Oubliée alors la décoloration du médium, où se marquent les outrages du temps, dont les récitatifs du II, trop graves pour Devia, trahissent plus que de raison la raucité. L’acte ultime réitère les temps forts de la soirée madrilène, depuis le portato étreignant de « Vivi, ingrato » jusqu’à un « Quel sangue -versato » aux assauts imparables, tempérés de piani legato extatiques. Le contre-ré final, irrésistible, soulève le public génois.

Participent à la réussite d’ensemble, outre le Nottingham de Mansoo Kim, vite à court d’aigu mais impeccable de phrasé et de pertinence, un plateau soudé par le metteur en scène Alfonso Antoniozzi, autre baryton émérite.
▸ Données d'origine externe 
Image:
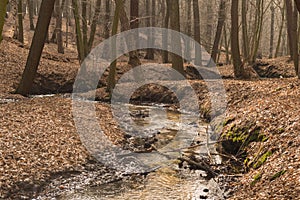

L’œil, flatté par la rutilance des costumes, aura dû se contenter, en fait de mise en scène, d’une mise en espace. Un praticable accueille le trône de la reine livide et sépulcrale en ses atours surchargés, plateau circonscrit dans un demi-cercle de courtisans eux-mêmes enserrés dans leurs fraises dorées. Le tout sous le regard d’un bouffon omniprésent, contrepoint ludique de cette noire tragédie, jusque devant la cage où est enfermé Roberto.

Madrid pour l’ensemble ? Gênes pour Devia ? Les deux pour les inconditionnels, qui se procureront en sus le CD audio de la seconde production. Réduite à cette seule dimension, la soirée génoise, dont le DVD préservait au mieux les étonnantes vertus, met évidemment à nu les faiblesses proprement vocales de la protagoniste. Ce qui, à l’écran, saisissait par la symbiose du jeu et de l’instrument, au point de faire oublier les scories de l’émission, se retrouve ici un rien gâté par la seule focalisation sur la vocalité.

Reste que, dans ses meilleurs moments, d’abandon extatique –legato ou de furie vengeresse tutta forza, l’amateur de chant romantique post-belcantiste de haute école saura oublier la gangue déposée par les ans autour du joyau musical. Il notera tout aussi bien que le vibrato intempestif n’est pas l’apanage des divas à leur automne, et que la Sara de Sonia Ganassi en est affligée autant et plus que notre reine !

Au crédit du banal Stefan Pop, on portera, en revanche, un « Come uno spirito angelico » relativement soigné, le Nottingham de Mansoo Kim passant bien la rampe. Prise de son au demeurant bien équilibrée (2 CD Dynamic CDS 7755.02, &&&&).